Шрифт:
Интервал:
Закладка:
— Неужели их погнали? — радостно переспросила Инна. — Люди что-то шепчутся, но я точно не знаю. «Украiнське слово» пишет, что они только выравнивают линию фронта.
— Вранье! Линию фронта не выравнивают с такими потерями. Наши войска освободили Ростов, Елец, Тихвин...

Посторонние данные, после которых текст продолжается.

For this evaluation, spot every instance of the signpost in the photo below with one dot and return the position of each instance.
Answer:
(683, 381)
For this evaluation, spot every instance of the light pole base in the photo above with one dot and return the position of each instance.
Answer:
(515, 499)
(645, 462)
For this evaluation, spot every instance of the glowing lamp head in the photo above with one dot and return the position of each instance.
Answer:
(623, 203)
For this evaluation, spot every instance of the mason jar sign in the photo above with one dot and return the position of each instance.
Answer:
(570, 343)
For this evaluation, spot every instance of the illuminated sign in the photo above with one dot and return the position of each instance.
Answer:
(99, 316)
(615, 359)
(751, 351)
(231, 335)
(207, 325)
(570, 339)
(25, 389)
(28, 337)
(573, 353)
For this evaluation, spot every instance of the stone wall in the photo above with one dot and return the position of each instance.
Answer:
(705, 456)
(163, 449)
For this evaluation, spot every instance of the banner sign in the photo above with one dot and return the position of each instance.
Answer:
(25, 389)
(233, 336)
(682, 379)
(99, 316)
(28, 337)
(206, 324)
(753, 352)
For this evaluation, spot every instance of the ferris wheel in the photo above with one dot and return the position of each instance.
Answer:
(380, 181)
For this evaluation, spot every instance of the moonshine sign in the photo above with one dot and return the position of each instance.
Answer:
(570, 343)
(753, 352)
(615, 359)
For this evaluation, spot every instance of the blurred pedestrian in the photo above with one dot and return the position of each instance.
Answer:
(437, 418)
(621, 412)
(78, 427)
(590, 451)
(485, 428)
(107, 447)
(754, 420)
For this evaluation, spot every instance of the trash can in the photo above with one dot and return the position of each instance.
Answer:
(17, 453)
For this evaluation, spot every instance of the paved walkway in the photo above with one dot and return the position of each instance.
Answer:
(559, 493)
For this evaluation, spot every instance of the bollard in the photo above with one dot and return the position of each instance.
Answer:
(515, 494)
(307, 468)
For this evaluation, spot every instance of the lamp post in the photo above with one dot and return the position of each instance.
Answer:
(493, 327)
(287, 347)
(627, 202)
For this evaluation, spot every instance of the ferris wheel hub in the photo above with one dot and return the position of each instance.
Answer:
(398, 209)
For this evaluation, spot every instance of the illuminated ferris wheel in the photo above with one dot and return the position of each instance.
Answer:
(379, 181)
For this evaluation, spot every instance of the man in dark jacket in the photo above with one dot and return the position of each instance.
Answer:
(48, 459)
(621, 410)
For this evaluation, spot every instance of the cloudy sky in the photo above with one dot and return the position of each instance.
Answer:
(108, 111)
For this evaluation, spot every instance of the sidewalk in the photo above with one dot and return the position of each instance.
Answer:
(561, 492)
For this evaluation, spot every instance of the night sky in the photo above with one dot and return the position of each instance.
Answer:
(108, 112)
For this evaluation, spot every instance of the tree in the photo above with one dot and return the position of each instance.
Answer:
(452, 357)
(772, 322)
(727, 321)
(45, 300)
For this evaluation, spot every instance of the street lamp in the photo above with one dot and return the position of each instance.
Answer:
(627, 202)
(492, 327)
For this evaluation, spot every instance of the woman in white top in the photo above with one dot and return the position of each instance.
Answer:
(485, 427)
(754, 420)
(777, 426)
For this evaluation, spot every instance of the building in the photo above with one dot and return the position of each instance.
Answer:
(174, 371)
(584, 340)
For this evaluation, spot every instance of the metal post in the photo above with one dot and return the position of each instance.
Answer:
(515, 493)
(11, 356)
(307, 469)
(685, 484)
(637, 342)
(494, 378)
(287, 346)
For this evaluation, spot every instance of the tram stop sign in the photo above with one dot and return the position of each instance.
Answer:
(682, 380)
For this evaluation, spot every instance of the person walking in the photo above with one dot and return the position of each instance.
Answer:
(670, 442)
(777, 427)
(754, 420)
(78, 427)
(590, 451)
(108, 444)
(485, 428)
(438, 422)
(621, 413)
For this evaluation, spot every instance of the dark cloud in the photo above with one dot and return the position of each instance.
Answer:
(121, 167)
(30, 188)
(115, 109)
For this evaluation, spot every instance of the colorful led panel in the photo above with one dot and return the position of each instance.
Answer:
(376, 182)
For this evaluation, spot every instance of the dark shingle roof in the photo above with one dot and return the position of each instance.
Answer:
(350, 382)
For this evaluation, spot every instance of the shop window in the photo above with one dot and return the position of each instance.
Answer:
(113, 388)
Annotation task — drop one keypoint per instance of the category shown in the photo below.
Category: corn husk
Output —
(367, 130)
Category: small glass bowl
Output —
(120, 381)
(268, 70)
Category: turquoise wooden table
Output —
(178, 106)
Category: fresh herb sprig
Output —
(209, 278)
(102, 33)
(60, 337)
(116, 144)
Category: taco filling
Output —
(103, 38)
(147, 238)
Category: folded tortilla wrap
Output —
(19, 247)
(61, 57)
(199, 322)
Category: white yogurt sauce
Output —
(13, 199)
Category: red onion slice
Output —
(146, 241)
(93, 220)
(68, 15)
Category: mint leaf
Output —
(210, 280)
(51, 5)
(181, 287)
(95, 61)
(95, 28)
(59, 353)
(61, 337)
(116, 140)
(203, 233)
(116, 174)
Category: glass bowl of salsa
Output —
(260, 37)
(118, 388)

В конце квартала Инна повернула вправо, на Межигорскую.
— Ты много знаешь, Третьяк, наверное, слушаешь радио, связан с подпольщиками, — заговорила она, теснее прижавшись к нему. — Я прошу тебя: привлеки меня к какой-нибудь работе. Разве я не принесла бы вам пользы? А вы меня почему-то отталкиваете.
— Я отталкиваю?
— И ты. Ведь ты обещал прийти ко мне и не пришел. И мне запретил к вам наведываться. Почему?
Она поставила его перед необходимостью отвечать прямо. Но ведь это было невозможно, как невозможно и не ответить. Он сделал вид, что не понял ее. Свел все к личному.

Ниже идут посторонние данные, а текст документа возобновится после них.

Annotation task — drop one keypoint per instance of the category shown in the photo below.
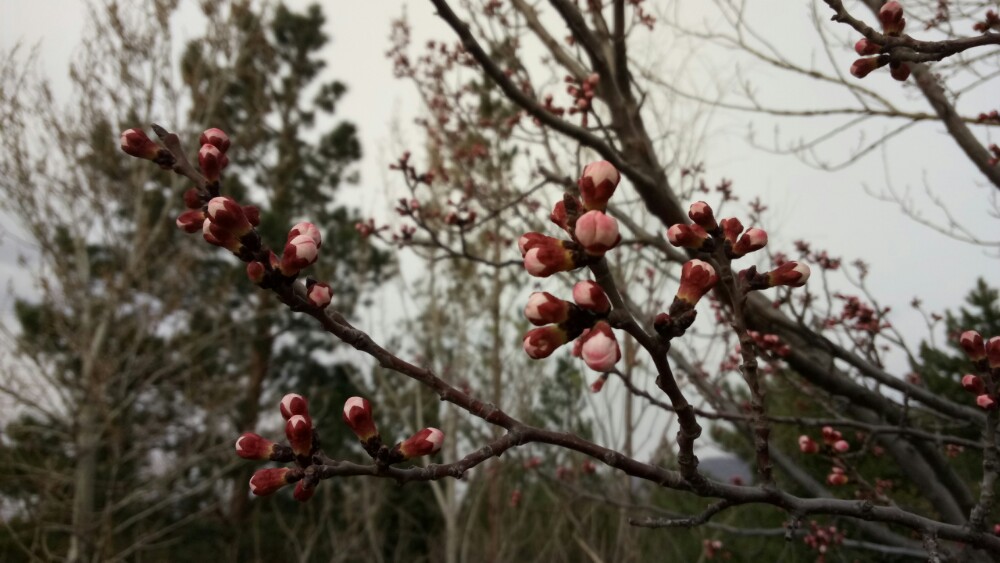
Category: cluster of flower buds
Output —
(135, 142)
(832, 439)
(893, 23)
(302, 445)
(358, 417)
(985, 357)
(583, 320)
(593, 231)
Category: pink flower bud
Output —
(697, 279)
(541, 342)
(193, 199)
(135, 143)
(268, 481)
(217, 235)
(228, 215)
(687, 236)
(302, 492)
(425, 442)
(544, 308)
(985, 402)
(255, 272)
(293, 404)
(215, 137)
(973, 384)
(807, 445)
(837, 477)
(972, 342)
(899, 71)
(891, 16)
(598, 184)
(701, 213)
(559, 215)
(191, 221)
(358, 416)
(597, 232)
(792, 274)
(308, 229)
(299, 253)
(993, 352)
(731, 229)
(548, 258)
(863, 67)
(600, 349)
(298, 430)
(529, 241)
(589, 295)
(320, 295)
(864, 47)
(752, 240)
(252, 446)
(210, 161)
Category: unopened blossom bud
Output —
(891, 16)
(731, 229)
(299, 253)
(973, 384)
(298, 430)
(319, 294)
(308, 229)
(899, 70)
(752, 240)
(864, 47)
(597, 232)
(215, 234)
(268, 481)
(598, 184)
(193, 199)
(544, 308)
(792, 274)
(541, 342)
(303, 491)
(252, 213)
(687, 236)
(863, 67)
(701, 213)
(191, 221)
(255, 272)
(600, 349)
(972, 342)
(993, 352)
(358, 416)
(215, 137)
(807, 445)
(210, 162)
(252, 446)
(837, 477)
(425, 442)
(136, 143)
(529, 241)
(293, 404)
(548, 258)
(589, 295)
(986, 402)
(697, 279)
(226, 214)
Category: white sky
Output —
(830, 210)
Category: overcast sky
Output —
(829, 209)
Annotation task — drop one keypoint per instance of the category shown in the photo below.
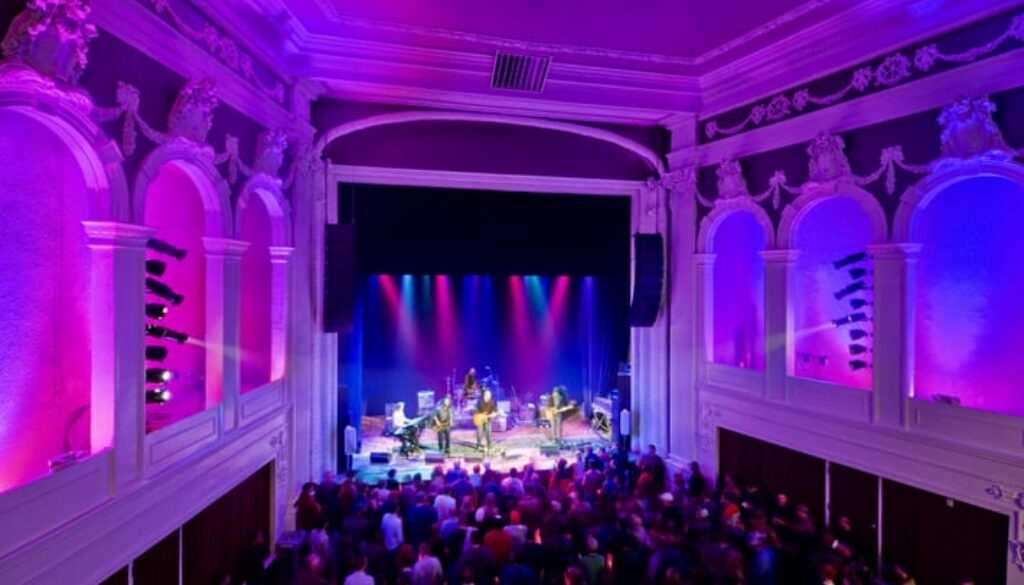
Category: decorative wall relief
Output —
(893, 70)
(51, 37)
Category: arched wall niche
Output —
(180, 195)
(967, 284)
(825, 223)
(262, 220)
(733, 235)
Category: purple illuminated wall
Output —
(174, 207)
(832, 230)
(739, 274)
(44, 314)
(255, 300)
(970, 320)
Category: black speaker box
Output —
(648, 279)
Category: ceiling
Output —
(678, 29)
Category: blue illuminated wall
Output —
(970, 295)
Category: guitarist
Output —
(485, 410)
(442, 424)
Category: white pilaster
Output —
(779, 288)
(118, 296)
(223, 284)
(893, 323)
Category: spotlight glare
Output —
(850, 289)
(156, 310)
(858, 365)
(158, 375)
(156, 267)
(165, 248)
(156, 352)
(163, 291)
(851, 259)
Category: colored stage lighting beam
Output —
(852, 318)
(163, 291)
(158, 395)
(850, 289)
(160, 332)
(156, 310)
(165, 248)
(158, 375)
(851, 259)
(156, 352)
(858, 365)
(156, 267)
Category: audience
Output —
(603, 519)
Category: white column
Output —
(280, 279)
(223, 272)
(893, 323)
(117, 286)
(779, 288)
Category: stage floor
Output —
(513, 448)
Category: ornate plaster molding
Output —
(893, 70)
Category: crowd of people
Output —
(604, 518)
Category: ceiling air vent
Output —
(519, 73)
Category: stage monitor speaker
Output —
(648, 280)
(339, 278)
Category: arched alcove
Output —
(736, 240)
(47, 189)
(969, 322)
(824, 227)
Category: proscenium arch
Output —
(197, 162)
(814, 194)
(725, 208)
(918, 197)
(268, 190)
(649, 156)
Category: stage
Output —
(513, 448)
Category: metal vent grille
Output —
(519, 73)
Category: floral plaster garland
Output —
(892, 71)
(220, 46)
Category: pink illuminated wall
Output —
(970, 293)
(739, 274)
(255, 328)
(174, 207)
(832, 230)
(44, 314)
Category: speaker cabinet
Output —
(648, 279)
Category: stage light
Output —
(851, 259)
(856, 303)
(158, 395)
(165, 248)
(156, 267)
(156, 310)
(850, 289)
(156, 352)
(856, 334)
(158, 375)
(857, 348)
(852, 318)
(160, 332)
(163, 291)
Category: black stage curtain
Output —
(215, 541)
(774, 469)
(119, 578)
(159, 566)
(939, 540)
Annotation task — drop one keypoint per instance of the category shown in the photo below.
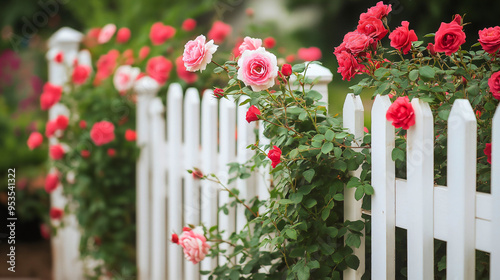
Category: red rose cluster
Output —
(357, 43)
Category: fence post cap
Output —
(146, 86)
(65, 35)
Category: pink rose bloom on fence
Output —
(194, 244)
(124, 77)
(258, 69)
(197, 54)
(450, 36)
(401, 113)
(490, 39)
(102, 133)
(402, 37)
(250, 44)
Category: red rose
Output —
(490, 39)
(450, 36)
(123, 35)
(186, 76)
(269, 43)
(111, 152)
(189, 24)
(51, 95)
(348, 65)
(219, 32)
(401, 113)
(159, 68)
(218, 92)
(309, 54)
(252, 114)
(35, 140)
(102, 133)
(51, 182)
(130, 135)
(431, 49)
(372, 27)
(379, 11)
(56, 152)
(56, 213)
(286, 69)
(160, 33)
(175, 238)
(494, 84)
(402, 37)
(487, 152)
(85, 153)
(275, 156)
(356, 42)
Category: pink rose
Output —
(194, 244)
(401, 113)
(186, 76)
(61, 122)
(269, 43)
(189, 24)
(102, 133)
(159, 68)
(487, 152)
(80, 74)
(275, 156)
(106, 33)
(309, 54)
(348, 65)
(51, 182)
(197, 54)
(106, 65)
(357, 42)
(144, 52)
(219, 32)
(51, 95)
(494, 84)
(490, 39)
(258, 69)
(35, 140)
(450, 36)
(124, 77)
(372, 27)
(123, 35)
(252, 114)
(379, 11)
(250, 44)
(56, 213)
(56, 152)
(401, 38)
(160, 33)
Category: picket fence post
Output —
(353, 118)
(420, 180)
(146, 88)
(495, 194)
(383, 201)
(65, 253)
(461, 249)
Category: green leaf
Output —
(352, 261)
(427, 72)
(308, 175)
(413, 75)
(327, 147)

— Наоборот, я тебя боюсь потерять, Инна. Иногда мне кажется, что ты поддерживаешь со мною знакомство только для того, чтобы иметь какую-то опору, а закончится война, вернешься в театральный институт, и я стану тебе не нужен. Правда ведь?
— Рано об этом говорить, — рассудительно ответила Инна.
Перед ними расстилалась Красная площадь — центр Подола. Сколько людей оживленно сновало здесь до войны! Колхозники торопились с причалов на Житный рынок, неся в корзинах клубнику, огурцы, помидоры, молодой картофель, фрукты, бидоны с молоком, цветы... Гости столицы бегали по магазинам, зная, что на Подоле можно приобрести все, что им нужно. Теперь Красная площадь лежала как белая пустошь, а люди если и проходили иногда, то жались к заборам, чтобы на случай облавы успеть поскорее забежать в ближайший подъезд. На здании «Киевэнерго» трепетало большое белое полотнище с черной свастикой.
Оттуда, где начинается Константиновская, вдруг послышался характерный шелест подошв, можно было различить доносившиеся глухие стоны. На площадь выходила колонна военнопленных, она двигалась медленно и уныло, как похоронная процессия. Люди были разуты, кое у кого грязные окровавленные повязки на голове, одежда некоторых едва напоминала красноармейскую форму. Колонну сопровождали автоматчики, растянувшиеся цепочкой.
Инна рванулась туда.
— Я побегу!
— Обожди! — Третьяк придержал ее за плечо.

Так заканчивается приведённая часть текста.